Yesterday, labour chief Chan Chun Sing conceded that with its current 888,000 union members - including students and retirees - the National Trades Union Congress (NTUC) will fall short of the one million mark this year.
The target set in 2005 was a "stretch target", said Mr Chan at a media briefing as he sought to downplay the missed mark.
"It's not just the numbers that we're concerned with, it's also the quality (of the union network)," said Mr Chan, who took over as secretary-general in May.
Some segments of workers that the NTUC is trying hard to recruit as members are the swelling ranks of contract workers, freelancers and professionals, managers and executives (PMEs).
But PMEs are not drawn to only traditional union services such as collective bargaining and would prefer services that boost their careers, said Mr Chan, who is also Minister in the Prime Minister's Office. Unions have to evolve to meet the expectations of these workers, he added.
To raise its recruitment game further, the NTUC is planning to tie up with more professional bodies to tout two-for-one union memberships. Under the scheme, members of professional bodies and clubs will automatically become associate union members if their associations sign up with the labour movement.

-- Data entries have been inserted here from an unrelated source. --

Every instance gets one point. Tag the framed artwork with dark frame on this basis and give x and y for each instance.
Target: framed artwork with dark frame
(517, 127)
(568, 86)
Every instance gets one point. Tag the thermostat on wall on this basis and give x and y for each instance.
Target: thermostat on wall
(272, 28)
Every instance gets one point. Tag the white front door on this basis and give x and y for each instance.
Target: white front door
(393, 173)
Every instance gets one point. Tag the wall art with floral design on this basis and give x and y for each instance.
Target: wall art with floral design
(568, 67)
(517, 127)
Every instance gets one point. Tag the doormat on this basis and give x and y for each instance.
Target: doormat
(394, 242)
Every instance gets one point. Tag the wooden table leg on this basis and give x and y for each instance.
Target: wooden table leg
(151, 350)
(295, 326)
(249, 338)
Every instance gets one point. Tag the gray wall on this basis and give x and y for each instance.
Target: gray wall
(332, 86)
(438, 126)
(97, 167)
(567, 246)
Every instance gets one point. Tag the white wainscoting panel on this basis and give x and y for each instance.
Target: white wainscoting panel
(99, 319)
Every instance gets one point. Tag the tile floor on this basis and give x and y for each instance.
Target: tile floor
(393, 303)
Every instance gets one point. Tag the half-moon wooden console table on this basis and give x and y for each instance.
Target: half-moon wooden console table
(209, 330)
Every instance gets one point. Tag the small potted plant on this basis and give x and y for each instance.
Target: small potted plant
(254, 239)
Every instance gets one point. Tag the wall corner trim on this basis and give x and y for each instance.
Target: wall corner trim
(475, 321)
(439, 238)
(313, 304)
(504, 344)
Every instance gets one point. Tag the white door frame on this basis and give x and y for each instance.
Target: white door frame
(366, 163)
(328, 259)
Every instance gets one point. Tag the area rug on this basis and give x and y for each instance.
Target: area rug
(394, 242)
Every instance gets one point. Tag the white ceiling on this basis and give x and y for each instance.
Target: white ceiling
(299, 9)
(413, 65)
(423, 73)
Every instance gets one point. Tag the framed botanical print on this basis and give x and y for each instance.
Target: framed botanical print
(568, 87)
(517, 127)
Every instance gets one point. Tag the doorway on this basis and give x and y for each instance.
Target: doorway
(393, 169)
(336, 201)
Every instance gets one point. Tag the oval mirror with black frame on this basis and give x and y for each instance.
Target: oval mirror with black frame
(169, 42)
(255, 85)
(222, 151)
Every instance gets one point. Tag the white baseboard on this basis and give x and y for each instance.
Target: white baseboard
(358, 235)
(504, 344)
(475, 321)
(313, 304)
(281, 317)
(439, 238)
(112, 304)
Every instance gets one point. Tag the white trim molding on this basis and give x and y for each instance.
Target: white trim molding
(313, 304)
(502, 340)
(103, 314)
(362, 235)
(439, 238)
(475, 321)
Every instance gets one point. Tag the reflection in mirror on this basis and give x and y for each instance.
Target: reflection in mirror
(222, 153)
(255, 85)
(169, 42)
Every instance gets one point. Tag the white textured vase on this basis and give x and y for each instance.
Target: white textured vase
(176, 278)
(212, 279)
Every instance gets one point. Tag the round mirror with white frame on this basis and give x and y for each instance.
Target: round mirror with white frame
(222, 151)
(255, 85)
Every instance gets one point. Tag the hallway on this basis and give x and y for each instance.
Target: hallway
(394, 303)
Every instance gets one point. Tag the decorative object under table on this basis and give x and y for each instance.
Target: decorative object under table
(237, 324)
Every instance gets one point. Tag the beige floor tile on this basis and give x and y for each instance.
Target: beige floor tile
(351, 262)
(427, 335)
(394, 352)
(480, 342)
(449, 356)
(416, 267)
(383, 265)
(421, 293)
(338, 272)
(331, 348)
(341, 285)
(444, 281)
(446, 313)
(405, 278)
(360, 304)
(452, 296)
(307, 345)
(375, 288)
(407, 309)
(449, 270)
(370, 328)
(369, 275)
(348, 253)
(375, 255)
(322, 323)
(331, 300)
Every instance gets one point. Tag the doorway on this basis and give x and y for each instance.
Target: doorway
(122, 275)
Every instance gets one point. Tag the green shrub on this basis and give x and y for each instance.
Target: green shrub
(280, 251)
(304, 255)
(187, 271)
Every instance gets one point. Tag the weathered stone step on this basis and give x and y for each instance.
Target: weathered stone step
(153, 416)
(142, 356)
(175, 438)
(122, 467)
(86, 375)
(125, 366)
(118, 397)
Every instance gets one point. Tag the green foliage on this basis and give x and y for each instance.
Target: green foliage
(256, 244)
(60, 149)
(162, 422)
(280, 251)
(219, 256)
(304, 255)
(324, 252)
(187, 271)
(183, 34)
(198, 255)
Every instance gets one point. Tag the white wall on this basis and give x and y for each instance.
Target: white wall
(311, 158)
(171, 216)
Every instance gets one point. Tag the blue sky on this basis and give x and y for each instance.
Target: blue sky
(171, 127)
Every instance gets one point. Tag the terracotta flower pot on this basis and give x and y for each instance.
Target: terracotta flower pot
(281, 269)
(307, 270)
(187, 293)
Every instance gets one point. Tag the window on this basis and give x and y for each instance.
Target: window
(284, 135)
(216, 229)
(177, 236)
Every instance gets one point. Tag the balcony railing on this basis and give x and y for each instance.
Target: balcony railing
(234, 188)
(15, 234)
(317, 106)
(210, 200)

There are 22 professional bodies, such as the Singapore Human Resources Institute and Singapore Professional Golfers' Association, under the scheme.
The blight in the membership mark was the only blemish in an otherwise upbeat four-year report card that the NTUC presented to some 1,200 representatives from the labour movement, Government and employers at the Downtown East resort yesterday.

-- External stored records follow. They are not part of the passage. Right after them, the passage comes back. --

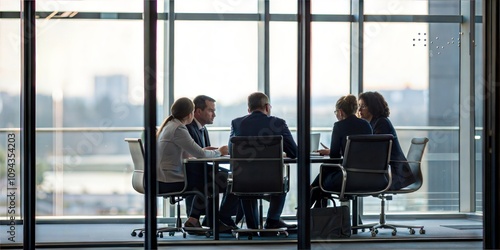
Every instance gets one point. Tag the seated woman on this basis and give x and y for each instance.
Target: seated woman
(347, 124)
(374, 109)
(173, 145)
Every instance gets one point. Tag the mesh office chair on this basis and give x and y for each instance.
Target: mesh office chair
(137, 153)
(257, 171)
(364, 171)
(414, 158)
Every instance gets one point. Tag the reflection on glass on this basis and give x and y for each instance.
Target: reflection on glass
(90, 5)
(412, 7)
(219, 60)
(216, 6)
(283, 7)
(331, 7)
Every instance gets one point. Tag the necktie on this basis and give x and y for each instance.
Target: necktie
(202, 137)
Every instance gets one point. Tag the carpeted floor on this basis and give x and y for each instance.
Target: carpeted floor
(443, 233)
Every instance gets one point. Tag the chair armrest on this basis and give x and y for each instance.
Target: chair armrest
(286, 178)
(344, 178)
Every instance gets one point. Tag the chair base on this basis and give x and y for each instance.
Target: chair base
(382, 222)
(260, 232)
(375, 226)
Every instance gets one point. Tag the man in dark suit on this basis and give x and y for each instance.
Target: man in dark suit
(260, 122)
(204, 113)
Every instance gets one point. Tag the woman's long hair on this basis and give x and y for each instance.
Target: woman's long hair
(348, 104)
(181, 109)
(375, 103)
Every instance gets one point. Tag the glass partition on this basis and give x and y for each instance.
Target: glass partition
(90, 90)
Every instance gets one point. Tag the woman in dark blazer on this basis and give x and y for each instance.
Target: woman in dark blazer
(374, 109)
(347, 124)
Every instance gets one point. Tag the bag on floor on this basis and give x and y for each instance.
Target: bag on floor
(330, 222)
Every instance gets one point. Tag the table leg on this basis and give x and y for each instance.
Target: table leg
(215, 197)
(355, 214)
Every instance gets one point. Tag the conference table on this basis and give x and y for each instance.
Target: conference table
(226, 160)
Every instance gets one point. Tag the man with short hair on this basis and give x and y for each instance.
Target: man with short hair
(260, 122)
(204, 113)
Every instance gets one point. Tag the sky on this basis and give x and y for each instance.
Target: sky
(219, 59)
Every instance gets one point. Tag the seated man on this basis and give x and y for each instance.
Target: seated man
(204, 113)
(259, 122)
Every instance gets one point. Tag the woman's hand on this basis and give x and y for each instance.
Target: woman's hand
(324, 152)
(224, 150)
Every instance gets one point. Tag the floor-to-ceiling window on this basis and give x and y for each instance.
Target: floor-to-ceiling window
(90, 87)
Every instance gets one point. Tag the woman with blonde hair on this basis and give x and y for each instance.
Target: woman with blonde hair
(347, 124)
(175, 144)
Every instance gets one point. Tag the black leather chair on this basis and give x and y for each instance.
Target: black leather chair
(414, 158)
(137, 153)
(364, 171)
(257, 171)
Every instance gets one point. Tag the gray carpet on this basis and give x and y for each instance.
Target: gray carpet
(443, 234)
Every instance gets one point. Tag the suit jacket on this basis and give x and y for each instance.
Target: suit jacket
(173, 145)
(259, 124)
(351, 125)
(195, 171)
(194, 131)
(401, 171)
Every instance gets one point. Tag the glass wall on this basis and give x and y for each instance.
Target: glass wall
(90, 94)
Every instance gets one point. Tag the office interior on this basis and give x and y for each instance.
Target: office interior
(73, 87)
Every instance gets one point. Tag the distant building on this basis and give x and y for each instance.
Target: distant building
(111, 87)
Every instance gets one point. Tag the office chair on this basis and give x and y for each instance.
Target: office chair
(258, 171)
(365, 169)
(414, 158)
(137, 153)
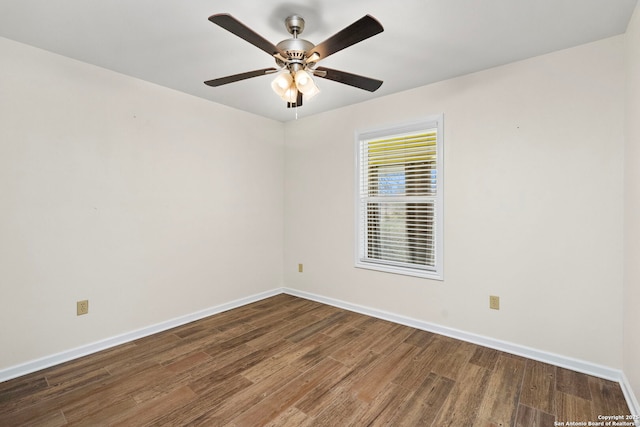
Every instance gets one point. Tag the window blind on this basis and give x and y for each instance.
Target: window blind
(398, 200)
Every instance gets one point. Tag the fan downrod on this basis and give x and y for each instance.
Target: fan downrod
(294, 25)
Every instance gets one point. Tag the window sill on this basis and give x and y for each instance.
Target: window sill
(400, 270)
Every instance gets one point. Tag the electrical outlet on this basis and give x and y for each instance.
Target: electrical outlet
(82, 307)
(494, 302)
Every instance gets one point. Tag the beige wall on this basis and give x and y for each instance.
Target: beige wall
(150, 203)
(533, 203)
(632, 207)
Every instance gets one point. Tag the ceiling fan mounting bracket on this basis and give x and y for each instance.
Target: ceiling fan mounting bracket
(294, 25)
(295, 49)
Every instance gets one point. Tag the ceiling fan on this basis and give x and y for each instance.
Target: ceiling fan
(297, 58)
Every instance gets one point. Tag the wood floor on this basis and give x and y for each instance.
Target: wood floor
(286, 361)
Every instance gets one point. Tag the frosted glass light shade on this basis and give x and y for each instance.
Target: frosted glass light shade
(282, 83)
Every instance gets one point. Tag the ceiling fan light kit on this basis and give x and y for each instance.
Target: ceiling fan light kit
(297, 58)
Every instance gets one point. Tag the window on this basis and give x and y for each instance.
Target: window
(399, 199)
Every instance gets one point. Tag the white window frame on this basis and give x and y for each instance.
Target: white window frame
(361, 260)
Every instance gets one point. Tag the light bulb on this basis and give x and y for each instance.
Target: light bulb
(282, 83)
(305, 83)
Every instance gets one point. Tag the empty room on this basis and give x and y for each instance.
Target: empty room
(420, 213)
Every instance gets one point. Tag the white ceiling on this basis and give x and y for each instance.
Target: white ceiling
(171, 42)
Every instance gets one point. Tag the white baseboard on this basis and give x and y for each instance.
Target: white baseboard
(65, 356)
(520, 350)
(634, 406)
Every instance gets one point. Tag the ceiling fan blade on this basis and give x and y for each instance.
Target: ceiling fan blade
(242, 76)
(354, 80)
(362, 29)
(236, 27)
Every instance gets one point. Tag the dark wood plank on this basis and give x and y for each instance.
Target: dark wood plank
(286, 361)
(463, 403)
(500, 403)
(539, 386)
(530, 417)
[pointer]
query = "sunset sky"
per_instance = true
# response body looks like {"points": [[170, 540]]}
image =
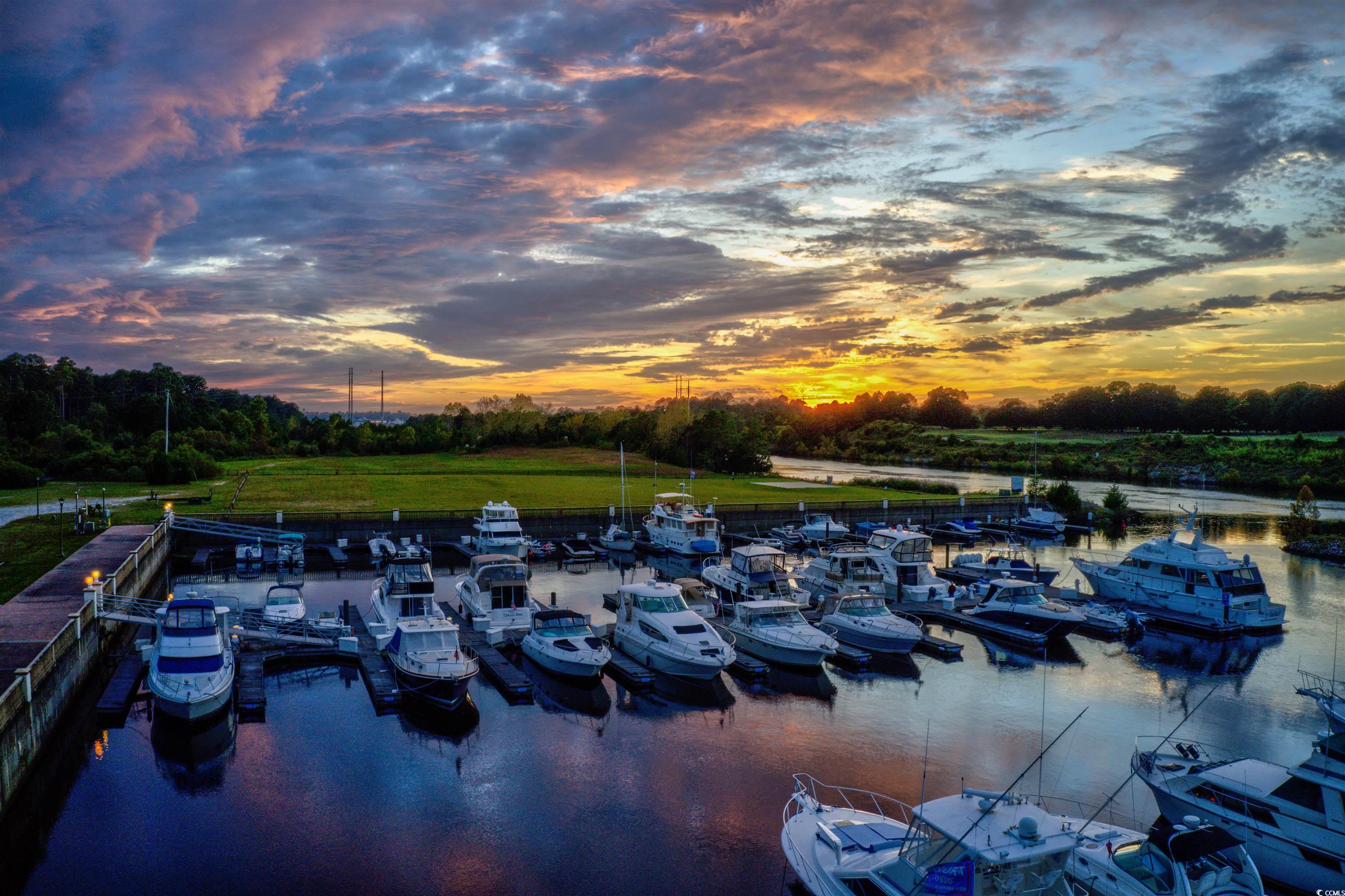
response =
{"points": [[580, 201]]}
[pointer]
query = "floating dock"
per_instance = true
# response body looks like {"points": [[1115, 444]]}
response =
{"points": [[513, 684]]}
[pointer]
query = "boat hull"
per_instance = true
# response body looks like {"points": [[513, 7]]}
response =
{"points": [[443, 692], [1277, 857], [782, 654], [587, 671]]}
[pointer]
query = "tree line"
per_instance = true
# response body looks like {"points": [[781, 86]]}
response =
{"points": [[62, 420]]}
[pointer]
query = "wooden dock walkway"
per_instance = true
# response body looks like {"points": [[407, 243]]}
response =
{"points": [[513, 682], [122, 692], [250, 687], [635, 676], [378, 678]]}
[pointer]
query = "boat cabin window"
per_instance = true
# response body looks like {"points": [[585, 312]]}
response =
{"points": [[778, 618], [864, 607], [1301, 793], [506, 597], [661, 603], [190, 621], [563, 627], [1146, 864], [416, 607], [191, 665]]}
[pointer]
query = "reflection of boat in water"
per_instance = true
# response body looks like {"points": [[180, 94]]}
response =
{"points": [[430, 726], [193, 759], [569, 695], [1200, 656]]}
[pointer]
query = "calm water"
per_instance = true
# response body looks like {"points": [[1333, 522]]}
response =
{"points": [[613, 793], [1144, 498]]}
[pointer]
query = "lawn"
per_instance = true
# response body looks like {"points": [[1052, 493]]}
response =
{"points": [[526, 478]]}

In it, the NTUC said 616 unionised companies had responded to its call and started re-employing workers until the age of 67, ahead of formal legislation.
The progressive wage model, which it championed and which ties wage increases to skills upgrading, has benefited more than 100,000 workers in 300 unionised companies.

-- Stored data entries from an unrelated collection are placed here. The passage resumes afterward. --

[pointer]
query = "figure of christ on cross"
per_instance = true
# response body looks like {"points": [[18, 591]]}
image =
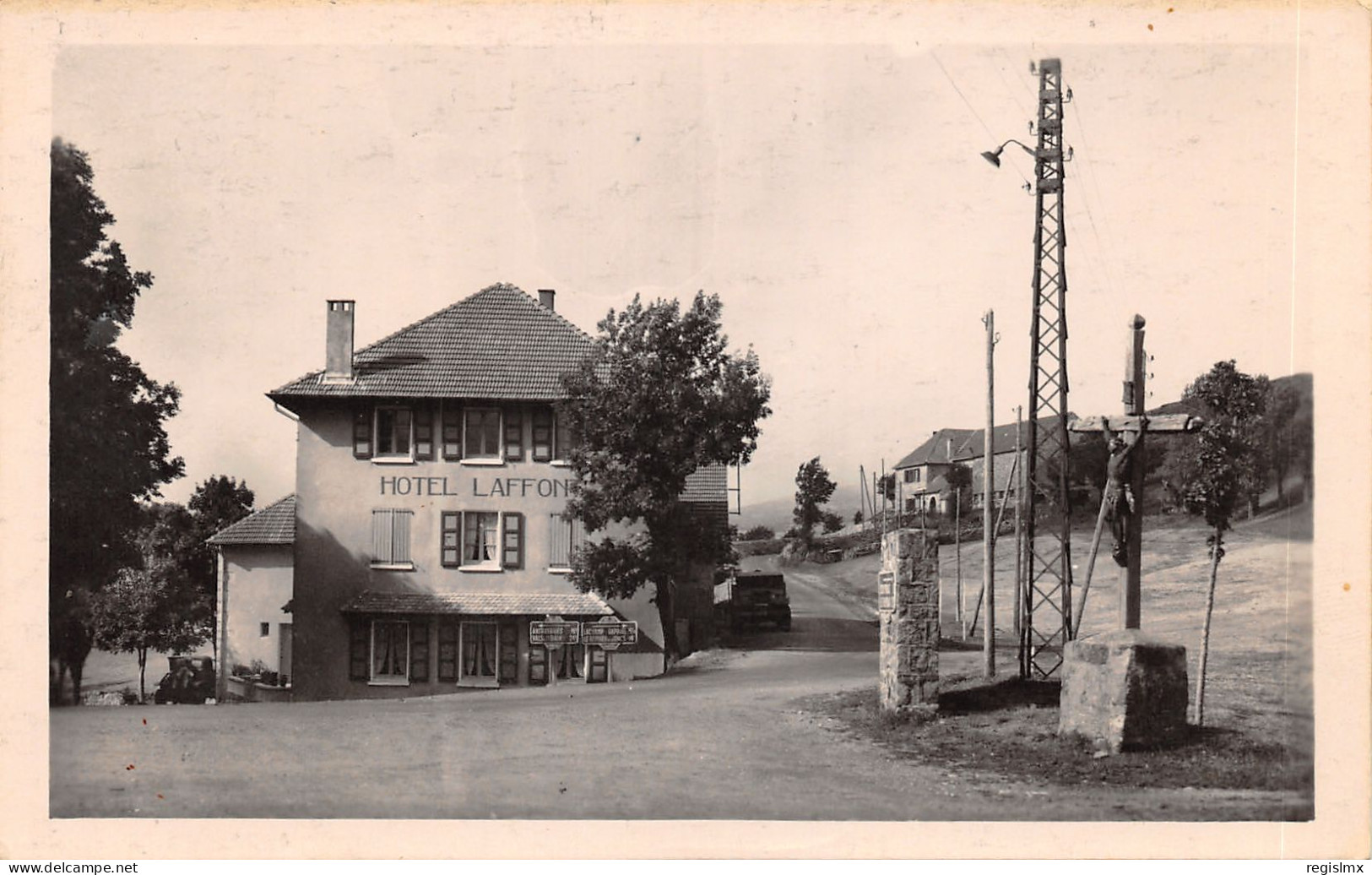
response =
{"points": [[1119, 497], [1123, 499]]}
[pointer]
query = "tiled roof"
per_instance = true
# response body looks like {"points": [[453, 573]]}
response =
{"points": [[969, 443], [498, 343], [707, 485], [274, 524], [533, 604], [936, 448]]}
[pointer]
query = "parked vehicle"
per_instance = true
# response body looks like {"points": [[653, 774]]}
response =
{"points": [[751, 600], [188, 682]]}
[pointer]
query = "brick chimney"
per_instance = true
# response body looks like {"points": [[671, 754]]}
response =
{"points": [[338, 346]]}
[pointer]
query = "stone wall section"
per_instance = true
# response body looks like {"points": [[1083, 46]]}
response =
{"points": [[907, 602]]}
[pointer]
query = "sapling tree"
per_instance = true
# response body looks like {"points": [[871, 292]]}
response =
{"points": [[1222, 468], [659, 398], [814, 488]]}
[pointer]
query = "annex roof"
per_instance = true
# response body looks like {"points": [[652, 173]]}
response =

Its help centres for PMEs have also helped some 18,000 workers find jobs since 2013, and sent close to 170,000 for training.
Mr Chan said that the NTUC faces three challenges in the future: dealing with changes to the business environment, to the job market and to workers' expectations.
To overcome these challenges, the three-way partnership between the Government, employers and unions will have to evolve too, he said.
This requires younger civil servants, unionists and business leaders to work together for tripartism to permeate through "all levels and sectors", he noted.
The NTUC started a three-day National Delegates Conference yesterday for union leaders to review their achievements in the last four years and draw up plans for the next four.
Tomorrow, it will elect a new 21-member central committee - its highest decision-making body - to implement the plans.
While the NTUC may miss its one million mark this year, Mr Chan said it is not giving up.
"We are still doing our best and we are going in the correct direction. The trajectory is still there and one day we'll probably meet it," he said.